I know raising a family is hard and I know how worn out you get. Things grow old and children grow up.
Trust me when I say the time will pass more quickly than you can ever imagine possible.
I wrote the following many years ago, although the older I get the more it seems like yesterday. It was written as a birthday wish but it seems fitting for this time of year. Possibly some of you will be able to relate.
I am so very tired. I don't think there is one drop of anything left in me for anyone. Mary, down the street, has the flu and her whiny, runny-nosed four-year-old and belligerent three-year-old have spent the entire day badgering our whiny, runny-nosed four-year-old and our belligerent three-year old. My head pounds. I burnt the stew I was making for Mary's family's dinner and I burnt my hand in my efforts to salvage it.
Mr. Roger's sweetness drones from the television in the adjoining room---nauseating sweetness combined with seemingly unlimited patience that somehow keeps the kids occupied and blissfully quiet for a few minutes.
A familiar tune comes to my ears. Dave is walking up the driveway whistling his signature greeting. Opening the back door he quickly takes in the disarray, crosses the room in two quick strides, kisses me gently on the forehead and while holding me close, kindly asks me about my day. He pretends not to notice the sudden welling of tears that make my eyes sparkle.
He loves me and he tells me so. My birthday is next week, on Saturday, and he asks me what I would like. We don't have much money but what I want at this time, more than anything in the world, doesn't cost a dime. Dare I tell him? Dare I? Yes. He loves me and he will understand.
"What I want," I begin hesitantly and in a slightly choked up voice, "is to have you take the kids somewhere for the whole day so I can have the entire Saturday to myself."
He looks sad. Have I hurt him? He doesn't understand.
He holds me even closer and starts to speak. He stops. He has to clear his throat. Maybe he does understand but if he does, what can be so hard for him? It won't cost anything; well, maybe a little if he takes them to a show or for a burger. But it won't cost much and he enjoys spending time with the kids. He is very thoughtful and good at taking them on occasional outings when I am busy.
Yes, he is very thoughtful and therein lay his dilemma.
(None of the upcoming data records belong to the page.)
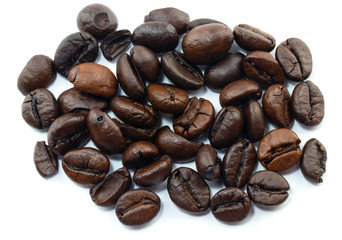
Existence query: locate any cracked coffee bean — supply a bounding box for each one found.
[167,167,210,212]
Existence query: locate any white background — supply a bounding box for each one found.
[0,0,342,239]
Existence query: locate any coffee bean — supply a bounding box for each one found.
[161,50,204,90]
[196,144,221,181]
[300,138,327,183]
[115,189,160,226]
[291,80,324,126]
[182,23,234,65]
[233,24,276,52]
[33,141,58,177]
[89,167,132,207]
[243,51,285,88]
[77,3,118,39]
[210,187,252,222]
[247,170,290,206]
[257,128,302,172]
[62,147,110,185]
[276,38,312,82]
[100,29,131,61]
[21,88,58,129]
[262,84,293,128]
[17,55,56,95]
[221,140,257,188]
[167,167,210,212]
[54,32,99,77]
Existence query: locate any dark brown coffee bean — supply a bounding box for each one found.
[132,21,179,53]
[243,51,285,88]
[33,141,58,177]
[196,144,221,181]
[208,106,244,149]
[100,29,132,61]
[129,45,161,82]
[154,126,203,161]
[116,53,146,101]
[17,55,56,95]
[145,7,190,34]
[173,97,215,139]
[87,108,126,154]
[147,83,189,114]
[167,167,210,212]
[247,170,290,206]
[276,38,312,82]
[110,96,159,128]
[210,187,252,222]
[262,84,293,128]
[89,167,132,207]
[233,24,276,52]
[300,138,327,183]
[257,128,302,172]
[220,79,261,107]
[68,63,118,98]
[77,3,118,39]
[291,80,324,126]
[204,52,245,92]
[182,23,234,64]
[115,189,160,226]
[221,140,257,188]
[133,155,172,187]
[21,88,58,129]
[54,32,99,77]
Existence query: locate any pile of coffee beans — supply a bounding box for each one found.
[18,4,327,225]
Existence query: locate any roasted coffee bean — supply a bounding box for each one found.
[89,167,132,207]
[87,108,126,154]
[161,50,204,90]
[220,79,261,107]
[17,55,56,95]
[154,126,203,161]
[21,88,58,129]
[262,84,293,128]
[182,23,234,64]
[133,155,172,187]
[47,112,89,156]
[100,29,132,61]
[147,83,189,114]
[244,100,266,142]
[275,38,312,82]
[77,3,118,39]
[132,21,179,53]
[145,7,190,34]
[300,138,327,183]
[243,51,285,88]
[210,187,252,222]
[68,63,118,98]
[247,170,290,206]
[115,189,160,226]
[233,24,276,52]
[54,32,99,77]
[33,141,58,177]
[208,106,244,149]
[173,97,215,139]
[167,167,210,212]
[257,128,302,172]
[196,144,221,181]
[110,96,159,128]
[122,141,159,168]
[291,80,324,126]
[204,52,245,92]
[62,147,110,185]
[129,45,161,82]
[221,140,257,188]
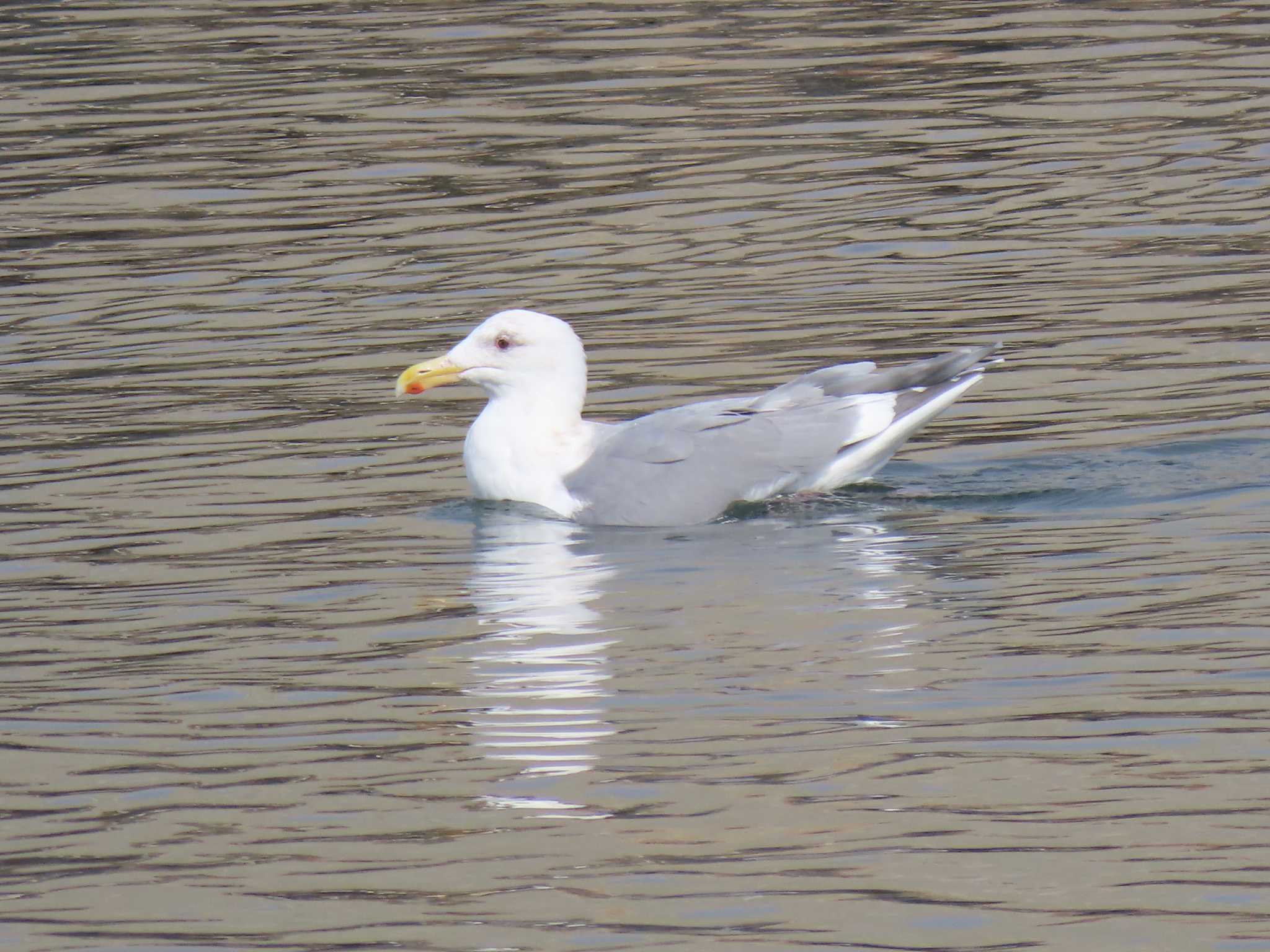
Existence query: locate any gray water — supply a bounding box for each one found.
[0,0,1270,952]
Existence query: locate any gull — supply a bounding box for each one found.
[396,309,1000,526]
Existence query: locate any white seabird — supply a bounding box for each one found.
[396,310,998,526]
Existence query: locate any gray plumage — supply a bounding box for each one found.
[564,345,998,526]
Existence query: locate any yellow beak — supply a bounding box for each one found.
[397,356,468,396]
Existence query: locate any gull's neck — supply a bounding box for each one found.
[464,379,596,517]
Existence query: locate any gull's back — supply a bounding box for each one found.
[564,345,997,526]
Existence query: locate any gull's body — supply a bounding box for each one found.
[397,310,996,526]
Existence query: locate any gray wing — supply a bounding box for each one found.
[564,348,995,526]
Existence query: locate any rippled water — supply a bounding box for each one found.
[0,0,1270,952]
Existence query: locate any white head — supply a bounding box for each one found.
[396,310,587,413]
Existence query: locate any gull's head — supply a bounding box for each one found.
[396,310,587,407]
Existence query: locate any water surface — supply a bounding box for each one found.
[0,0,1270,952]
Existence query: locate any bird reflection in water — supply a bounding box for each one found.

"I can't give you that for your birthday. A birthday is a very special occasion, especially for kids. How would they feel if they knew that what you wanted was a day, all by yourself, without them? I understand, but they could not."
Yes, he is very thoughtful and very wise.
Many years and many birthdays have passed. The kids are grown now and would fully understand the desire of a tired young mother to have a day to herself; would understand that it was not a reflection of her love for them but rather a chance to renew and refuel, that she could continue to give.
I no longer need a Saturday alone. I have many of them. Now I have an over abundance of self to give and no children nearby to give to.
I hear a familiar whistle coming up the drive. He is so kind and so thoughtful and so wise. He opens the door, views the quiet and spotless surroundings, crosses the floor in two strides, tenderly takes me in his arms and kisses my forehead. My eyes are sparkling and he pretends not to notice the sudden welling of tears.
Thank you to our daughter and five sons for the opportunity to be a mother ----- YOUR mother.
Thanks to our four daughters-in-law who are great wives/mothers to our sons and grandchildren.
Special love to my mother and mother-in-law, now deceased, for their kindness, love, care, and understanding.
May our Heavenly Father's choicest blessings and comfort continue to be with all of us, whoever and wherever we are throughout the world, as we undertake this most important of all roles---Motherhood.
Simply, Gail
1 comment:
that was very lovely, mom... how strangely time passes!!! happy mother's day! i love you!!!!